Time Series Analysis – Is Modeling with Deep Learning/Classic Statistics Useless If p-Value Fails to Reject Null Hypothesis?

correlationmultivariate analysisneural networksp-valuetime series

Working with general data(not timeseries) is it worth to create a e.g deep-learning model if the p values for correlation between e.g x and y makes us not be able to reject the null hypothesis(zero correlation)?

Or for timeseries and my task:

Working with RNN/CNN/VAR-models or timeseries in general, is it even worth to do it if several variables fails an granger causality test?

I am working on a timeseries prediction task where i have two features(budgets) and one target(sales) and i came across this and this question arose. The variance for the variable(budget) that fails the test is really low and the one that pass it have high variance. The target sales have high autocorrelation since it is really dependent on month, date, day of week etc… this can be clearly seened with a decompose.

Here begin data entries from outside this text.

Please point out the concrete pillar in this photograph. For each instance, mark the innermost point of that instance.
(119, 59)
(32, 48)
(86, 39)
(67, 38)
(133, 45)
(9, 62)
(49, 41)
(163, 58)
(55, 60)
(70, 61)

Why i am doing this is to be able to adjust the features for maximizing the output y. So the relation between the features(budgets) and y(sales) is key.
Hence just modelling the autocorrelation of the target y is useless in my case.
Why i am doing this is to be able to adjust the features for maximizing the output y. So the relation between the features(budgets) and y(sales) is key.
Hence just modelling the autocorrelation of the target y is useless in my case.
So maybe arimax would be the way to go… but then im stuck on base 1, what if the variables dont pass any tests.. how can i be sure that i dont just pick up the the autocorrelation of y and not the relation between the features and y?

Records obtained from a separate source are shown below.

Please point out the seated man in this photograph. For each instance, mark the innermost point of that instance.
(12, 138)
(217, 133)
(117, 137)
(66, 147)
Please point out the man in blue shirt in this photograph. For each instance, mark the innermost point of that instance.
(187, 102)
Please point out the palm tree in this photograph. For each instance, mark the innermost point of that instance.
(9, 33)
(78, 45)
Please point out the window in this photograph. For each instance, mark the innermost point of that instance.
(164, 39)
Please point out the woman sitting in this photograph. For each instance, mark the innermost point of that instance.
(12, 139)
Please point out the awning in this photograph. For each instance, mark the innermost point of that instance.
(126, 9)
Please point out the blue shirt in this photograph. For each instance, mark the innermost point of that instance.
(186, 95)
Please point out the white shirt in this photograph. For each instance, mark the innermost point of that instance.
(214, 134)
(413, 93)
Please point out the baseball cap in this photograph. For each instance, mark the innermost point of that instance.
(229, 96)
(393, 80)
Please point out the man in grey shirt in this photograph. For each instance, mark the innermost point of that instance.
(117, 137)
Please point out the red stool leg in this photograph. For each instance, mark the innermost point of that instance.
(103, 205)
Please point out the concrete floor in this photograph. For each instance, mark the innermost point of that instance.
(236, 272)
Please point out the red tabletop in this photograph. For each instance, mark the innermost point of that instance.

I want the general idea behind the model to work on different datasets, but since the relations between variables can differ alot depending on dataset i would probably train one model on each and every dataset.
The datasets are quite small(60-120 timesteps) depending on the dataset..

I stationarized the timeseries before the test.. However i have not checked that the data can be adequately described by a linear model" so i head to that next. Probably it will not be.
Is there any best practice for checking the causality for nonlinear relationships?

Lets say i instead of treating the data as a series inject the time data as variables, e.g instead of (budget1, budget2) and a series i have features(budget1, budget2, day, month) per timestep, am i running into any risks? i assume based on previous understandings(high correlation between date and target) that i will see a strong correlation between the date variables and y and maybe less so between the budgets and y.

Another idea would be to sum the budgets for an month and then predict the total sales for that month, and then let it roll one timestep per sample.

So im thinking about this: I could adjusted the the features for a month and see the output and maybe from then it could pass the test. I assume quite drastic shifts of values would be the best, Could this be a smart strategy?

Best Answer

Welcome to Cross Validated!

Like any statistical test, the Granger Causality test has certain assumptions that need to be met for the results of the test to be valid/useful.

For the Granger Causality test, the assumptions are: (i) that it is covariance stationary (i.e., the mean and variance of each time series do not change over time), and (ii) that it can be adequately described by a linear model. source

(You will find that these two assumptions are common among many time-series statistical tests). That's for time series.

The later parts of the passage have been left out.